Kim also raised the question of North Korean economic reforms. Deng, who had been urging Kim for years to follow his reformist example, encouraged him anew. The North Korean leader also made a subtle plea that China not follow the Soviet lead in recognizing the South, or at least slow down its moves in this direction. Beijing’s trade with Seoul was rapidly growing, sea and air routes were opening, and informal contacts initiated among business and government leaders. Despite Kim’s plea, China agreed with South Korea a month after the Shenyang meeting to exchange trade offices equipped with quasi-diplomatic consular functions, an important step but not a dramatic one. China was willing to go slow but not to stop the advance toward Seoul.
Kim Il Sung’s interaction with the other great Asian power, Japan, was more dramatic. On September 24, as a result of contacts that had begun in the spring, a chartered Japan Air Line plane landed in Pyongyang bearing forty-four Japanese Diet members with accompanying Foreign Ministry officials, aides, and journalists—by far the most important Japanese official mission to that point to visit the North. Over the next four days, Kim deployed all his personal charm and diplomatic skill to negotiate an unexpected breakthrough.

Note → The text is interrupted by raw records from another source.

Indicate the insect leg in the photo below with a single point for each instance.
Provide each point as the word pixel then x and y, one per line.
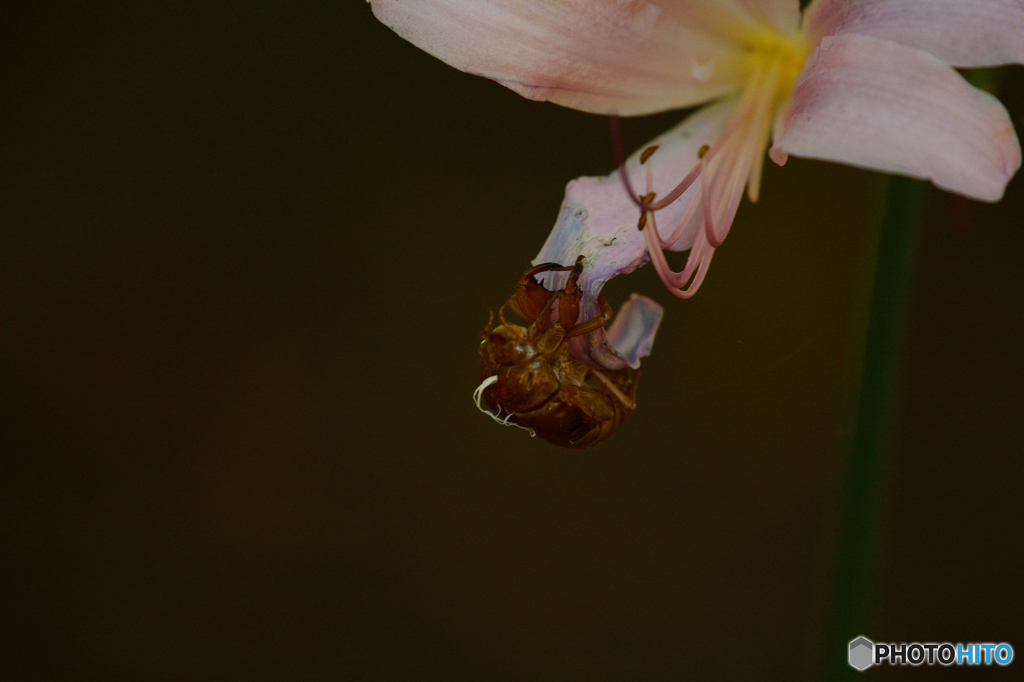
pixel 529 295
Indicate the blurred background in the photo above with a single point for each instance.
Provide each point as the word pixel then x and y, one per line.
pixel 245 254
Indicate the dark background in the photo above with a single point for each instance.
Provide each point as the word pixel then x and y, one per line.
pixel 245 253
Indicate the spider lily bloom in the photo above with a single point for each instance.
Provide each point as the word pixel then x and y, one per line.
pixel 863 82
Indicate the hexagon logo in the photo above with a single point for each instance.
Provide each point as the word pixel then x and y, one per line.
pixel 861 653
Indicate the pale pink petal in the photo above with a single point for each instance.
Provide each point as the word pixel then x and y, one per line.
pixel 878 104
pixel 964 33
pixel 609 56
pixel 783 14
pixel 734 20
pixel 598 220
pixel 632 332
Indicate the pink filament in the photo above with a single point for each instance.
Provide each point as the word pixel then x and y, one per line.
pixel 719 200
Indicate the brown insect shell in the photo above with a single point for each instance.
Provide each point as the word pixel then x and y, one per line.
pixel 522 359
pixel 547 389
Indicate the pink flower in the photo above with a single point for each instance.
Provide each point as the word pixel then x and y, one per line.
pixel 863 82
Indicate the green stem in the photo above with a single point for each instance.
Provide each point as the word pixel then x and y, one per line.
pixel 870 445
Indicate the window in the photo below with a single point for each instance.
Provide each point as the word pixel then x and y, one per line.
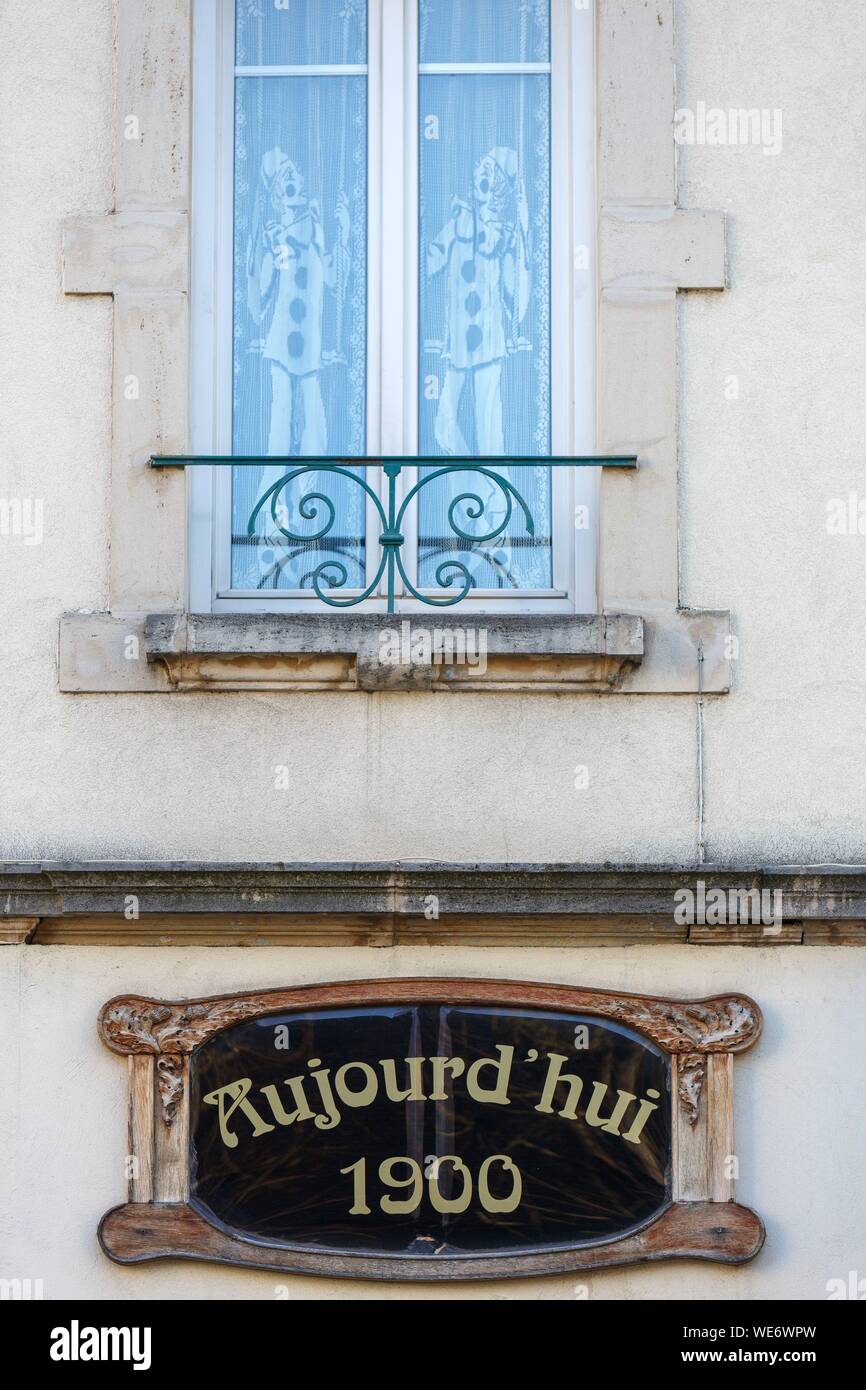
pixel 394 227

Japan had normalized its relations with South Korea in 1965, expressing deep regret for the “unfortunate period” of Japanese occupation from 1910 to 1945 and providing $800 million in grants and credits as compensation. In the years that followed, Japanese trade, investment, and technology had been powerful forces behind the South’s rapid economic development. Allied with both countries, the United States strongly supported the South Korean rapprochement with Japan.